Le poids de la fille ainée

 

Maria veut être un modèle pour ses quatre petits frères. « Une aînée doit d’être exemplaire », ne cessait de lui répéter son père. Très souvent, il l’aidait à produire des belles dissertations. Il était professeur de français. Maria aimait bien leur complicité. Pendant qu’elle me raconte son histoire, elle réalise qu’elle parle de son père au passé. Les larmes coulent sur ses joues. Elle craque et décide de faire une petite pause, pour se reprendre.

 

Maria revient plus détendue. Prête à continuer. Alors, le tout commence un dimanche. Il est tard. 23 h. Son père rentre à la maison. Il était chez sa « seconde femme ». Sur le chemin du retour, il croise des bandits. Il est attaqué et frappé à mort. Agonisant, le père de Maria appelle à l’aide. Les gens arrivent et les bandits sont déjà partis.

 

Le père est inconscient et étendu par terre. Il est rapidement conduit à l’hôpital. Le temps d’arriver, il est déjà mort.
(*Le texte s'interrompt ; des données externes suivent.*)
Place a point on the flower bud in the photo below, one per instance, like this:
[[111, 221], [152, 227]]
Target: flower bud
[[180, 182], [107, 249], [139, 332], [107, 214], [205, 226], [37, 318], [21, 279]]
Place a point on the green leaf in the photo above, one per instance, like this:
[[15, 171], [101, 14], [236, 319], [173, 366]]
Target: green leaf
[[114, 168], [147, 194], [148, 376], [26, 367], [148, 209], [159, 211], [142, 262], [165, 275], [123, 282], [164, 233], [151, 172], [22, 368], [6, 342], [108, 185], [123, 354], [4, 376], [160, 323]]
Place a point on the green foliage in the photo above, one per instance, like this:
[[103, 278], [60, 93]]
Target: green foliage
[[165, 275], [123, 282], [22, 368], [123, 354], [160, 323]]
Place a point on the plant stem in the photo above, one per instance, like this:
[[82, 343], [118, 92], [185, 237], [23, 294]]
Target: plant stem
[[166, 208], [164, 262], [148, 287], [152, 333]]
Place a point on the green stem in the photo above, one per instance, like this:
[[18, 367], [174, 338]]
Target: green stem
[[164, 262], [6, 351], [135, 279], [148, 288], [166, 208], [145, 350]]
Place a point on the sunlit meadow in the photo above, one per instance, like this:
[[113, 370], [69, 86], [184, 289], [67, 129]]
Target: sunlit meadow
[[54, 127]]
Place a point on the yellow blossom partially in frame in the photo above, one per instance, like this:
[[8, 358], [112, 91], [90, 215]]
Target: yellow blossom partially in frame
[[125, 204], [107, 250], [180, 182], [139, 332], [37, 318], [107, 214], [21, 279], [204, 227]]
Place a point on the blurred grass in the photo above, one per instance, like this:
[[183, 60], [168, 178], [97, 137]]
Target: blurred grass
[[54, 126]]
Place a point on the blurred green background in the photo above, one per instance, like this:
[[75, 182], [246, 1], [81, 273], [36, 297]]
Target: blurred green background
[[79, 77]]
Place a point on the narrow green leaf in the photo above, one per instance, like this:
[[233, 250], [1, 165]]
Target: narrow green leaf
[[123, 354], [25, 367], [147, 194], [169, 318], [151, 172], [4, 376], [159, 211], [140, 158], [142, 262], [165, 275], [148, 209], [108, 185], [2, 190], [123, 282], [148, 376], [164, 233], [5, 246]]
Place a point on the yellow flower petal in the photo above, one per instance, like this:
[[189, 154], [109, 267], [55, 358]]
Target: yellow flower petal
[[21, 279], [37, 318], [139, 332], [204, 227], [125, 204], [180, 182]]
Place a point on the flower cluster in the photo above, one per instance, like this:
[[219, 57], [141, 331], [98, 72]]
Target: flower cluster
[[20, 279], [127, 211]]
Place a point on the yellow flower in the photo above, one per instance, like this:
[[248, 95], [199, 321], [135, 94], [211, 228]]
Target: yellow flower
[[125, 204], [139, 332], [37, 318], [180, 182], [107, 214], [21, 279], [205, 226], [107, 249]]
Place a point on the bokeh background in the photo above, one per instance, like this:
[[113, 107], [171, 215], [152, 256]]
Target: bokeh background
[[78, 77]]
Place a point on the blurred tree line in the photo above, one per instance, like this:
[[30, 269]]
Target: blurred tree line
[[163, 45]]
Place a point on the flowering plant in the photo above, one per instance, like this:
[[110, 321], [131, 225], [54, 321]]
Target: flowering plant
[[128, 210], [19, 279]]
Le moment le plus difficile arrive. Comment annoncer la nouvelle à sa famille ? La suite de l’histoire est difficile à entendre et j’ai mal pour Maria. Des larmes remontent dans mes yeux. Je peine à les contrôler. Si je laisse mes larmes couler, Maria va se remettre à pleurer. Elle souffle entre deux phrases pour gérer ses émotions. C’est dur, mais elle veut continuer à me parler.

 

« C’est maman qui apprend la nouvelle en premier », me dit-elle. Elle n’y croit pas au début. « Ces gens se sont forcément trompés. Mon mari est vivant. Je ne crois pas qu’il est mort », insiste sa mère, visiblement dans le déni.

 

Rendre fier son père

 

Et lorsqu’on lui montre la photo de la victime, c’est son mari. Il n’y a plus de doute. C’est mon père, son mari. Il est mort sous les coups des bandits. Ma mère crie tellement fort qu’elle réveille toute la maison. Maria est tirée brusquement de son sommeil. Elle sursaute et apprend que son père est mort.

 

Maria pleure. Elle ne sait pas tenir sur ses jambes et n’a plus la force de faire quoi que ce soit. Elle ne veut plus faire ses examens, ni sortir de la maison. Son cœur est mort avec son père. Une partie d’elle s’en va ainsi avec son papa chéri. Sa mère et ses oncles l’ont convaincu de se présenter pour ses examens malgré la douleur. « Papa aurait voulu que je réussisse mes examens », se dit-elle. Mais elle n’a pas la force de poursuivre avec les études. Elle se fait finalement une raison et se réfugie dans la lecture pour tromper sa douleur. Elle passe ses épreuves.

Sa douleur est toujours là, cette douleur. Maria gardera pour toujours le souvenir de son père. Un père ne s’oublie jamais. Il faut avancer. Le temps que la douleur puisse s’atténuer. Les examens sont là. Il faut se préparer pour la suite et réussir pour rendre fier ce papa, qui se trouve désormais dans l’eau delà.